There are as many reasons for young people to join fundamentalist groups as there are terrorists: lack of economic opportunities, cultural clashes involving immigrants and, sometimes, pure hatred based on religious or political convictions. For example, there is evidence in the social media accounts of Tamarlan Tsarnaev, the older brother who was killed in a shootout with police, that he had found sanctuary in the jihadi movement after growing disillusioned with life in the United States.
Similar circumstances drove dozens of youths of Somali origin from the United States to the lawless land of their forefathers a couple of years ago to join forces with al Shabab, a Somali-based insurgency group that has since merged with al-Qaida. Many of those young men were born in this country and spoke little or no Somali at all, according to a colleague of mine who accompanied them from Nairobi, Kenya, to Kismayo, Somalia, in their fateful journey to the world of international terrorism.
As to whether the Tsarnaevs were part of a larger group, the younger brother, Dzhokhar, has told authorities that they were working alone. No doubt the authorities will be looking closely into that claim. But at face value, the claim that they were working alone tells how the face of the enemy and, even more importantly, his tactics have changed over the past decade since 9/11.
In trying to understand the evolution of the global jihadi movement, a book by two former U.S. counterterrorism officials, “The Next Attack: The Failure of the War on Terror and a Strategy for Getting it Right,” offers useful insights. Its authors, Daniel Benjamin and Steven Simon, who both served as directors for counterterrorism at the National Security Council at different times in the mid and late 1990s, argue that, as a survival tactic, the enemy has gone small rather than big over the years.
Al-Qaida, the prominent member in the constellation of jihadi groups, has been on a retreat. The concerted world efforts against it has severely restricted its operations, movements and cash flows. Its leadership has scattered and gone underground.
In place of the one large, monolithic terror organization that al-Qaida once aspired to be, we now have hundreds of small cells throughout the world. Some are not even directly associated with al-Qaida, but draw their inspiration from its violent ideology.
This has given rise to self-starter groups, such as the ones that have carried out similar attacks in Kenya over the past two years.

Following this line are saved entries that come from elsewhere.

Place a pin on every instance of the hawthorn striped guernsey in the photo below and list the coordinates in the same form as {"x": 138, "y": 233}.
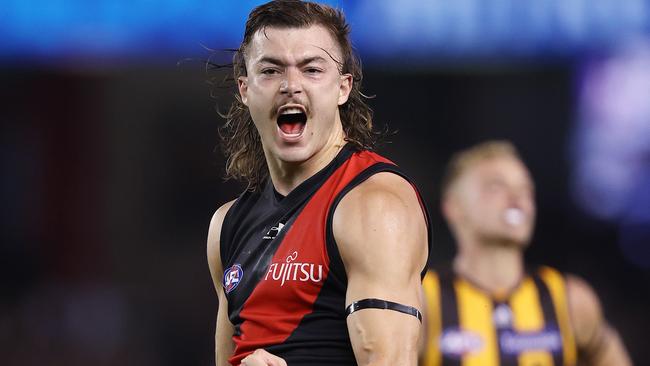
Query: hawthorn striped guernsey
{"x": 284, "y": 278}
{"x": 469, "y": 327}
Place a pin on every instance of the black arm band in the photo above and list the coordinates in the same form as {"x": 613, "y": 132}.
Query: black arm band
{"x": 382, "y": 304}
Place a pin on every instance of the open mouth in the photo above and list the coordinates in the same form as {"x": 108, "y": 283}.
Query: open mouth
{"x": 292, "y": 121}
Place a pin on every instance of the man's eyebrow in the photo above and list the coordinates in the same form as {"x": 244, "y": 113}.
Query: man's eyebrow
{"x": 305, "y": 61}
{"x": 270, "y": 60}
{"x": 309, "y": 60}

The East African country has suffered more than 10 Boston-like attacks at the hands of small, shadowy groups loosely associated with al-Qaida. A similar, small group was responsible for the commuter train attacks in Madrid, Spain, in 2004.

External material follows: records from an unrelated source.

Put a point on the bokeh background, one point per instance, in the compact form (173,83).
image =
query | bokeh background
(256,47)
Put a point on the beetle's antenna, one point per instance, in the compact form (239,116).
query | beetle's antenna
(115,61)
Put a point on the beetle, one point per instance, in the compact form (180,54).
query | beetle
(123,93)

Although investigations into the Boston bombings are yet to be completed, the evidence collected so far seems to suggest it was the work of a similar self-starter group. Such groups move terrorism in to a new sphere that will prove a challenge for intelligence services. These cells are hard to track down because they are made up of a few individuals or lone wolves. In addition, members of these cells do not necessarily have to travel to training camps in Pakistan or Afghanistan for indoctrination purposes, which would make it easier for intelligence services to track them down.
Al-Qaida has been urging its followers to take up its cause wherever they are. On jihadi websites, spiritual leaders reinforce the faith of would-be-terrorists through lectures, and technicians offer them instructions on how to make simple explosive devices.

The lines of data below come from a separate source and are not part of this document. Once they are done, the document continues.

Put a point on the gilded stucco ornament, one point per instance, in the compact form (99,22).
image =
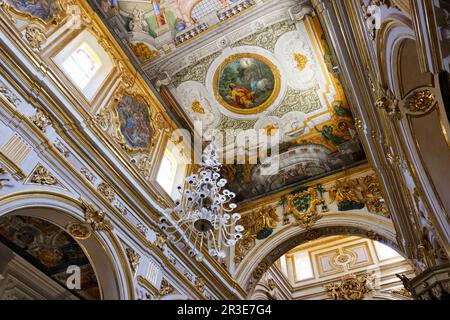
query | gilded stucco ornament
(258,225)
(402,292)
(372,195)
(88,175)
(103,119)
(389,103)
(41,120)
(96,218)
(9,95)
(35,36)
(160,241)
(199,284)
(134,121)
(42,176)
(420,101)
(43,13)
(165,288)
(260,270)
(134,258)
(346,194)
(107,191)
(351,287)
(79,231)
(3,180)
(304,206)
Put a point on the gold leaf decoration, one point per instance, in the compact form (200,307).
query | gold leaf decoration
(42,176)
(79,231)
(301,60)
(95,218)
(134,258)
(420,101)
(106,191)
(351,287)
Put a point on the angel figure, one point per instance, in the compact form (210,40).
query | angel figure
(345,193)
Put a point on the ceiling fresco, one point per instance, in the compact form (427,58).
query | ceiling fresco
(50,249)
(157,27)
(279,79)
(268,69)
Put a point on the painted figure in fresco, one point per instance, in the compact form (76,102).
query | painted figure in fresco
(345,193)
(134,122)
(42,9)
(241,97)
(159,13)
(328,134)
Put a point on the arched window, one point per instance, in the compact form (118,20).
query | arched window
(205,7)
(82,65)
(172,170)
(85,63)
(167,172)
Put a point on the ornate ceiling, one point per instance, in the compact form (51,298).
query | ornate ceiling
(265,68)
(50,249)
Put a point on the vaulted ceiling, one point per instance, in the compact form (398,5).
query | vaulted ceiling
(242,65)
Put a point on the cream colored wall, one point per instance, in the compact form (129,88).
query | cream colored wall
(364,258)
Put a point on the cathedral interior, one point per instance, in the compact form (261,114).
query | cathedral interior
(224,150)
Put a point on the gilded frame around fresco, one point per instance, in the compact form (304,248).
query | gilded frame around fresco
(263,106)
(56,18)
(115,115)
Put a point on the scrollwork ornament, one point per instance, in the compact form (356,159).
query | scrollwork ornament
(41,120)
(95,218)
(134,258)
(103,119)
(351,287)
(389,103)
(166,288)
(35,36)
(43,177)
(79,231)
(106,191)
(304,206)
(420,101)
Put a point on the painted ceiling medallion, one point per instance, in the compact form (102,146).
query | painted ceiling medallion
(133,122)
(246,83)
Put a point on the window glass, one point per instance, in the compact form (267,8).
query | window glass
(384,252)
(303,267)
(82,65)
(167,172)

The fracturing of the global jihadi movement is a positive development in the fight against it. Deprived of its organizational ability, we might never see another attack on the scale of 9/11 from al-Qaida or its associates in the near future.
But as the United States fights the enemy yonder in the caves and mountains of Afghanistan, Iraq, Pakistan, Somalia, Mali and elsewhere, it might be wise to keep a keener eye on the activities of the small enemy at home.